News

‘Metaphysical Plant’ Takes Home Coin in Annual MIT Mystery Hunt

2644 mysteryhunt 1
This year’s Mystery Hunt, organized by the team Beginner’s Luck, began with a silent skit accompanied by an MP3 file which the Hunt participants were instructed to listen to on Friday, Jan. 15.
Jasmine Florentine—The Tech
2645 mysteryhunt 5
First note that the bold words are a little odd, and some of them unusually long. There are exactly two of each length from 5 to 16 characters, and if you compare them letter-by-letter, you will see each same-length pair has one position where both words have the same letter, such as S at the end of AGNES and NAILS. If you collect all these letters, they spell SEE WALLY WOOD. It you research Wally Wood, a comic book artist, you will find his “22 Panels that Always Work.” Each of the 7 panels in this puzzle is an example of one of the 22 types, such as “silhouette,” “one big object,” etc. If you assign letters A–V to the 22 panels in the order they appear, and then collect the letters for the 7 types of panels represented in the puzzle, they spell SHADING.
2650 mysteryhunt 2
Team Codex Seraphinianus coordinate and work on problems Friday night during the Mystery Hunt. They were based in several rooms in Building 5 this year.
Elijah Mena—The Tech
2657 mysteryhunt 3
The 2010 Mystery Hunt coin was designed to look like a pocket watch, recalling the time travel theme of the Hunt. The obverse of the coin bears the inscriptions “2010 MIT History Mystery Hunt” and “It’s About Time.” The back includes all of the years used for additional rounds in the Hunt.
JOSEPH DEVINCENTIS

After nearly 42 hours of time-travel, riddle-solving, and very little sleep, team Metaphysical Plant found the much coveted Mystery Hunt coin, concluding the annual MIT puzzle competition. An estimated 1000 MIT students, alumni, and unaffiliated puzzle solvers formed the 37 teams who participated in the event.

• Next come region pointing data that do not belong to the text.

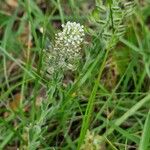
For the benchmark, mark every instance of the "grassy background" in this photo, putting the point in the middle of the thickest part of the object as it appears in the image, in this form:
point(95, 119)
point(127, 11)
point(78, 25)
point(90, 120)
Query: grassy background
point(108, 93)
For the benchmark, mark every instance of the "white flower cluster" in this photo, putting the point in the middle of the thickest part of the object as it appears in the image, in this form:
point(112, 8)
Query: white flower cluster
point(66, 51)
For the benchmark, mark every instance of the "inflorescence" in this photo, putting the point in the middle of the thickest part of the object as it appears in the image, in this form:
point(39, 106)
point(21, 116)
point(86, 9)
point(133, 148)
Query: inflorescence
point(66, 51)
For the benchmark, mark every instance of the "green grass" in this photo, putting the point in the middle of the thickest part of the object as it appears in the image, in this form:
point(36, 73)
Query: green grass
point(108, 94)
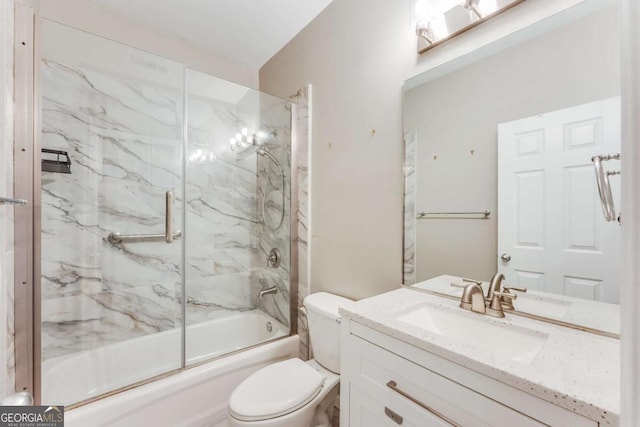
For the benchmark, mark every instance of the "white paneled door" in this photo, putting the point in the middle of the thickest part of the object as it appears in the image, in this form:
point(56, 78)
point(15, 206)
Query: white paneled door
point(552, 235)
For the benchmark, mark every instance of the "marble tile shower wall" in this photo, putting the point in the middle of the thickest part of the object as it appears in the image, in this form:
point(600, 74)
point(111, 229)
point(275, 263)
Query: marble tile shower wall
point(125, 142)
point(302, 98)
point(124, 139)
point(274, 202)
point(222, 257)
point(410, 222)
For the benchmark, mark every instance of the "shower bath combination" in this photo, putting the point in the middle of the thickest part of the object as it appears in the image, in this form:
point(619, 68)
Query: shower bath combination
point(184, 265)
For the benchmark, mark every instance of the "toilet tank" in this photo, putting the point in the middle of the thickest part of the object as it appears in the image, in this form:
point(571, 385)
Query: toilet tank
point(324, 327)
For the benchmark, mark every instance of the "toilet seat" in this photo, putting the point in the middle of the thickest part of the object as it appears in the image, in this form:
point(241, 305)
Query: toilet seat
point(276, 390)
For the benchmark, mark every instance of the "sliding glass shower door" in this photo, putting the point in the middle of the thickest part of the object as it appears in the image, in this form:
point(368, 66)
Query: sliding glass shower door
point(112, 183)
point(165, 224)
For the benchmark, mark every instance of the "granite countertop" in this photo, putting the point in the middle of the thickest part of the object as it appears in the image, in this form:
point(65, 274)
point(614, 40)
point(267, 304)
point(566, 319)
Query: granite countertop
point(591, 314)
point(575, 370)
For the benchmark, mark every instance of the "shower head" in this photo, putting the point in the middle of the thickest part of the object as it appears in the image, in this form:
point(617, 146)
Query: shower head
point(472, 5)
point(245, 143)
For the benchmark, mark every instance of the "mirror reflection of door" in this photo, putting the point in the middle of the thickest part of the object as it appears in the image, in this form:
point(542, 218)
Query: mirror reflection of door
point(552, 236)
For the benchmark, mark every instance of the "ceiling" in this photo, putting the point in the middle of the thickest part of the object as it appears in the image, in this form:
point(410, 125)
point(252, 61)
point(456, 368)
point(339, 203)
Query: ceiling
point(248, 32)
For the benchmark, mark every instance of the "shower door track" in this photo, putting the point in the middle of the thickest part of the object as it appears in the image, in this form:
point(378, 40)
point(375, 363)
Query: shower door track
point(27, 186)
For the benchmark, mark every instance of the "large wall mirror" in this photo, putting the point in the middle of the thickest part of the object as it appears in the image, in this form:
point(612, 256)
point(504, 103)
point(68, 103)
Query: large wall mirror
point(499, 172)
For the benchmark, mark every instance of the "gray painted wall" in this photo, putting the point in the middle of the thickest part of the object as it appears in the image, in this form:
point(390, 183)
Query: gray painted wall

The coin was found on January 17 at 5:50 a.m. near the southeast gate of Old Ashdown, under roughly an inch of soil.

This year’s hunt began at last Friday at noon and was written by Beginner’s Luck, the winning team of last year’s competition. At the beginning of the hunt, teams were faced with one round of ten puzzles and one “meta”-puzzle, a more complex puzzle requiring the use of several previous puzzles’ solutions to solve. As the Hunt progressed, teams unlocked additional challenges, adding ten more rounds and 92 puzzles to the Hunt.

Inspired by the 30th anniversary of Mystery Hunt, the theme this year was time travel. In keeping with that theme, teams learned that time had “warped” so that they were competing on the 300th anniversary of the Hunt, not the 30th, as they solved the first meta-puzzle of the hunt,

The warp in time led to the creation of multiple “lost rounds” from previous Mystery Hunts. These lost rounds included a round from 2009, closely based on last year’s theme of “Escape from Zyzzlvaria” and rounds from supposed hunts as early as 1710.

As part of the theme, completing every additional round caused a change in history that altered the original puzzles from the first round, requiring the first round to be solved twice. According Wesley Carroll ‘92, one of the writers of this year’s Hunt, “One of the things that is unusual about this hunt is we wrote a set of puzzles that with very small tweaks could be resolved for different puzzles.”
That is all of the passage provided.